Talla baja,
poco o nulo crecimiento de caracteres sexuales
Afecta sólo
a las mujeres el síndrome de Turner
Cimac | México, DF
El
síndrome de Turner, enfermedad genética que
sólo se presenta en la mujer, causa múltiples
trastornos, el más frecuente, en el 99 por ciento
de los casos, es la talla baja, además de provocar
infertilidad por la carencia de ovarios.
La
titular de la Clínica de Crecimiento del Hospital
General del Centro Médico Nacional “La Raza”

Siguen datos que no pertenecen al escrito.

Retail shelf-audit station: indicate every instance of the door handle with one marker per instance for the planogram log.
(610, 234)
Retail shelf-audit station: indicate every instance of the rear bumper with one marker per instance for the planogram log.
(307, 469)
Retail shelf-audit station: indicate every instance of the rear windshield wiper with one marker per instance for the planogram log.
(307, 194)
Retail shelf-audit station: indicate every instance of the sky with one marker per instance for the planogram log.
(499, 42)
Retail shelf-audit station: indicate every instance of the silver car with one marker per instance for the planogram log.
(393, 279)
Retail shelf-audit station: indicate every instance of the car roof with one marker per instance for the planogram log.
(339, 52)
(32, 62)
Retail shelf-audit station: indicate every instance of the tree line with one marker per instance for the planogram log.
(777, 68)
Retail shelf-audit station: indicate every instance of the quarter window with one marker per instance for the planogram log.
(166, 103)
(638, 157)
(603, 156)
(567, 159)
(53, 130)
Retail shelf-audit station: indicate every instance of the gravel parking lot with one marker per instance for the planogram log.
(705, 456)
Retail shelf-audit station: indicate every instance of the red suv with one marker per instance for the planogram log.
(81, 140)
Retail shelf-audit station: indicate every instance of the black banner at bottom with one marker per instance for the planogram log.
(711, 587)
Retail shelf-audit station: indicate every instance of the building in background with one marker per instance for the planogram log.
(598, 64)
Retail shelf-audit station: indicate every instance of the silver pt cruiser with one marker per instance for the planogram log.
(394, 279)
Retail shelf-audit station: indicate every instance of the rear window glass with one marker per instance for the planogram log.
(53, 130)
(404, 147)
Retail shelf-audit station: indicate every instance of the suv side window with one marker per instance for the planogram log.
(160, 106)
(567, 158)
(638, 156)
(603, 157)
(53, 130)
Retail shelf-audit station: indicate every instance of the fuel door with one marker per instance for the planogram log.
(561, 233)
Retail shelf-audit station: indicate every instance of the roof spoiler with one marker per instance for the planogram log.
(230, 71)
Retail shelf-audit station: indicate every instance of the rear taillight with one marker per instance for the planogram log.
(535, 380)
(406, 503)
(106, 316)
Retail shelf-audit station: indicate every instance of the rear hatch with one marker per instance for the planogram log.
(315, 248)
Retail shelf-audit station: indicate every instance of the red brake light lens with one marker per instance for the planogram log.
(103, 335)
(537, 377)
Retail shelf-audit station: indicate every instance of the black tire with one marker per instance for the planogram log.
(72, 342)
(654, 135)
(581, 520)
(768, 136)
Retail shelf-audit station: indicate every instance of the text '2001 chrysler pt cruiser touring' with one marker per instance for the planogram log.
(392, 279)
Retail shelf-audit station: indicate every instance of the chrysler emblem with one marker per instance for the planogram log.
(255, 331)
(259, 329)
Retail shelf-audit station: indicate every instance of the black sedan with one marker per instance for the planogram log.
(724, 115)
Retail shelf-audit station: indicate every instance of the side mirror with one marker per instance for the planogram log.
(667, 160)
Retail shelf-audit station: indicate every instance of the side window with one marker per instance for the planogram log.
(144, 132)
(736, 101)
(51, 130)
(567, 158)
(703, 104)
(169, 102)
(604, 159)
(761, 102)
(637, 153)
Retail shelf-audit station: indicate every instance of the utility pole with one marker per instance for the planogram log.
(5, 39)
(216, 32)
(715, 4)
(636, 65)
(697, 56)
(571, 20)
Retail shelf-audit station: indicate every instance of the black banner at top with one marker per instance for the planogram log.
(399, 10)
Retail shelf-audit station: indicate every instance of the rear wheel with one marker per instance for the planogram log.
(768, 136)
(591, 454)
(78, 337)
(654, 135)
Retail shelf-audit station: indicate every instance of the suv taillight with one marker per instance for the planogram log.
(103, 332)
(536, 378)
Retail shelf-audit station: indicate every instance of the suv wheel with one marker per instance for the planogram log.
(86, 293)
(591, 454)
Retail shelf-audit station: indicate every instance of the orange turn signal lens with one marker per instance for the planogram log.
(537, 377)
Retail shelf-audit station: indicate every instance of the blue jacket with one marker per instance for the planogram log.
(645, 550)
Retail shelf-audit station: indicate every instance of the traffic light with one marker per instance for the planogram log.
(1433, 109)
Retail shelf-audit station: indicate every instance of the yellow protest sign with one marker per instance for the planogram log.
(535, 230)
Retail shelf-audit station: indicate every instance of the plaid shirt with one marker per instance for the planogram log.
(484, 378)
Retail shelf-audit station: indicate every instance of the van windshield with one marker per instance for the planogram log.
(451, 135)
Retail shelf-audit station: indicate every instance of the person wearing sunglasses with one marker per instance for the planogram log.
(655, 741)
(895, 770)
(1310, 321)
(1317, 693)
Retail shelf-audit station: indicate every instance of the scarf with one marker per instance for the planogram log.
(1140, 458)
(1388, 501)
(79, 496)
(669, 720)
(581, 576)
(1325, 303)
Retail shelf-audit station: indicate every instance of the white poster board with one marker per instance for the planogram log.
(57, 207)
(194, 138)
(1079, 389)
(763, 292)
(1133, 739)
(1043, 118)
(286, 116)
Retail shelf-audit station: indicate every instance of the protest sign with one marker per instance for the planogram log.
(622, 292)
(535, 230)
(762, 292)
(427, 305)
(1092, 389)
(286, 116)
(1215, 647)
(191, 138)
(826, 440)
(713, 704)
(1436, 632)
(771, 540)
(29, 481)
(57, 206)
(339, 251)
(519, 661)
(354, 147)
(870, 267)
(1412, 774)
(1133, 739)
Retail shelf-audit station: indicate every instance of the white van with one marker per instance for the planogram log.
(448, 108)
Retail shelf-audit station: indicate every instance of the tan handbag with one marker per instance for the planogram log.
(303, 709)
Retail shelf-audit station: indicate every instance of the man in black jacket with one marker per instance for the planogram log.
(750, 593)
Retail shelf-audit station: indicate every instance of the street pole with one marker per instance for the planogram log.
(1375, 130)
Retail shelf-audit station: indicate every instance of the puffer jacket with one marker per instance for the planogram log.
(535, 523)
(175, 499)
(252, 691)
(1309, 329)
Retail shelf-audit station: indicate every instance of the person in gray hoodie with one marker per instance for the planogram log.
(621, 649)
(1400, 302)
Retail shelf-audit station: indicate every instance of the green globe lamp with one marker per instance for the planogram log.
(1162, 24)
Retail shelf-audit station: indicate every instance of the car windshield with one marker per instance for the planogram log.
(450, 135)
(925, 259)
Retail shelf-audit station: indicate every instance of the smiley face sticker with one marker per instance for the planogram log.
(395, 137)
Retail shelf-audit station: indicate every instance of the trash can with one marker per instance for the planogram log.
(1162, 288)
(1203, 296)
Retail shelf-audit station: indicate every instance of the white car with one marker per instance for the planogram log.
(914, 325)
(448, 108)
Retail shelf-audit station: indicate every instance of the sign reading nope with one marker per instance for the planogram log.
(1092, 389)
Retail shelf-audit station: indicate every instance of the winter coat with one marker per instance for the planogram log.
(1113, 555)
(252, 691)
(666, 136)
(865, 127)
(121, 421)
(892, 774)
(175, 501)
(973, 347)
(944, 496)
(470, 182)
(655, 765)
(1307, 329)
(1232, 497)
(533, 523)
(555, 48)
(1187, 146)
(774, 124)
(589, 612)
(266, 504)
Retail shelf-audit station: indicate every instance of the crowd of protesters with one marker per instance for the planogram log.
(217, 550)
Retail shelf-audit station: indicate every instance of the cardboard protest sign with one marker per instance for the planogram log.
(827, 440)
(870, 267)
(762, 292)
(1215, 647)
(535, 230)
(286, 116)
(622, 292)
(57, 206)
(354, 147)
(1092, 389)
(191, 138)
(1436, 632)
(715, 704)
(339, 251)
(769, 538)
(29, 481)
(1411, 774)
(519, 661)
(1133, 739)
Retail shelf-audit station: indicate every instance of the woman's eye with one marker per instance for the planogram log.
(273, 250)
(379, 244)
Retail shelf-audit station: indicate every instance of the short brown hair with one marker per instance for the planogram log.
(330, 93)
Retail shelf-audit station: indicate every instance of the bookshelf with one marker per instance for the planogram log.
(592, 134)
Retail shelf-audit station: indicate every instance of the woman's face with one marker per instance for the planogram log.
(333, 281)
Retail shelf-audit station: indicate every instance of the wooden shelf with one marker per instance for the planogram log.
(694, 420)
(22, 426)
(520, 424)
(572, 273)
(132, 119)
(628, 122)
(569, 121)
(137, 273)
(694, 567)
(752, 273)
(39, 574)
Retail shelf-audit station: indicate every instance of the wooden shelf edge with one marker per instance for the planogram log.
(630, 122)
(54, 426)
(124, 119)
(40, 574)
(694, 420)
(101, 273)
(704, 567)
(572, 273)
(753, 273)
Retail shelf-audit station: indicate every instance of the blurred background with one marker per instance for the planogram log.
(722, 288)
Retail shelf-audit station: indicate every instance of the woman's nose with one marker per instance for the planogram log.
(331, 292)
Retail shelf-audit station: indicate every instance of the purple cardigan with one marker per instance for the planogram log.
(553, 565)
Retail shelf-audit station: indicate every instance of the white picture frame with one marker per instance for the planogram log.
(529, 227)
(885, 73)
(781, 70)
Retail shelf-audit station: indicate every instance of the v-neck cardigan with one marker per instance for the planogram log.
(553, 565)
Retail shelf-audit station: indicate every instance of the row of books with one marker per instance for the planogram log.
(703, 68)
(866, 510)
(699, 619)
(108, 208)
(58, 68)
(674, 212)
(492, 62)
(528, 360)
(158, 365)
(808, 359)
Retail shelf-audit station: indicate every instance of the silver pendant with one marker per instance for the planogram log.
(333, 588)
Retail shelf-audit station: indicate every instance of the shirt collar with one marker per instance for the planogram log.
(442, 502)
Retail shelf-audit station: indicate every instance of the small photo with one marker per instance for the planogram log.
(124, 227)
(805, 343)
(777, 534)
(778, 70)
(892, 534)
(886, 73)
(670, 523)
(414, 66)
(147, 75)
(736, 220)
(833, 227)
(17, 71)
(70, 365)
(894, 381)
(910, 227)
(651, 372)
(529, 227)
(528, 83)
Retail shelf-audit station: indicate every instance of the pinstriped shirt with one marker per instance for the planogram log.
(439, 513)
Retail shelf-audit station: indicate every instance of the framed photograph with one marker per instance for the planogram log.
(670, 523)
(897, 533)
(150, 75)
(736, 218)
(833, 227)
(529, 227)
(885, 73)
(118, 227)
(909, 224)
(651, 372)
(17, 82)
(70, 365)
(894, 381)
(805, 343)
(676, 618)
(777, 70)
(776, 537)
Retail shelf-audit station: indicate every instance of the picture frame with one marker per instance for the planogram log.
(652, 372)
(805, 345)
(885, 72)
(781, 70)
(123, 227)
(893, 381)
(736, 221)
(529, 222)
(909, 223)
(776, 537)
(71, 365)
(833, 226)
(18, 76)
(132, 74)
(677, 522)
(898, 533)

del IMSS, Patricia Montero González, advirtió
que este síndrome no se puede prevenir y es considerado
como un “error al momento de la concepción”.
Sin
embargo, un diagnóstico temprano, mediante la revisión
pediátrica periódica del estado de salud de
la pequeña es importante, así como un tratamiento
oportuno alrededor de los cuatro años de edad, con
el suministro de la hormona de crecimiento podría
ayudar a incrementar la estatura, que por lo general es
de 1.36 centímetros en la edad adulta.
En
un comunicado, la especialista señala que, además,
no se forman los ovarios (posee genitales y mamas muy pequeños
y vello púbico disperso), por lo cual no produce
óvulos ni hay menstruación y es infertil.
También puede tener repercusiones cardiacas y renales.
En
general, presentan características físicas
que pueden dar indicio de que la presencia de este síndrome:
cuello más ancho y corto, párpados caídos
y ojos rasgados y resecos, tórax plano, brazos que
por una deformidad del codo se muestran con una rotación
hacia fuera, pie plano y escoliosis (columna vertebral curvada).
Al
inicio de la adolescencia (a los 12 años), complementar
con una terapia con estrógenos para estimular el
desarrollo de las mamas, del vello púbico y de las
otras características sexuales. Todo este control
médico cuidadoso podría contribuir a que la
afectada por el síndrome de Turner mejore su calidad
de vida, la cual dependerá del grado de afectación
genético.
Explicó
que el síndrome de Turner es una afección
genética, cuya frecuencia es de uno por cada dos
mil 500 nacidas. Ocurre cuando a las células de una
mujer, les falta un cromosoma X o parte de éste de
los dos que debe tener.
Su
diagnóstico puede hacerse antes del nacimiento mediante
la realización de un cariotipo (análisis de
los cromosomas) como parte de un examen prenatal; al momento
de nacer, debido a que la mayoría de ellas presentan
hinchazón de pies y manos (para confirmarlo habría
que hacer estudios celulares). También cuando son
niñas si su talla es mucho menor a la del promedio.
Sin
embargo, añadió, lo que comúnmente
ocurre es que este tipo de padecimiento se identifica hasta
la etapa en la que la joven debe iniciar el desarrollo de
sus caracteres sexuales y como la familia se percata que
no es así, entonces buscan atención médica.
La
doctora Montero González, citó entre sus complicaciones
el desarrollo de una tiroiditis crónica o enfermedad
de Hashimoto, la cual genera un hipotiroidismo, que es la
disminución de la función de esta glándula
de secreción interna que regula el organismo.
Asimismo,
puntualizó, suelen tener defectos cardíacos,
anomalías renales, presión sanguínea
alta, obesidad, diabetes, cataratas y artritis, entre otras.
Las infecciones del oído medio son comunes si existen
anomalías en la trompa de Eustaquio.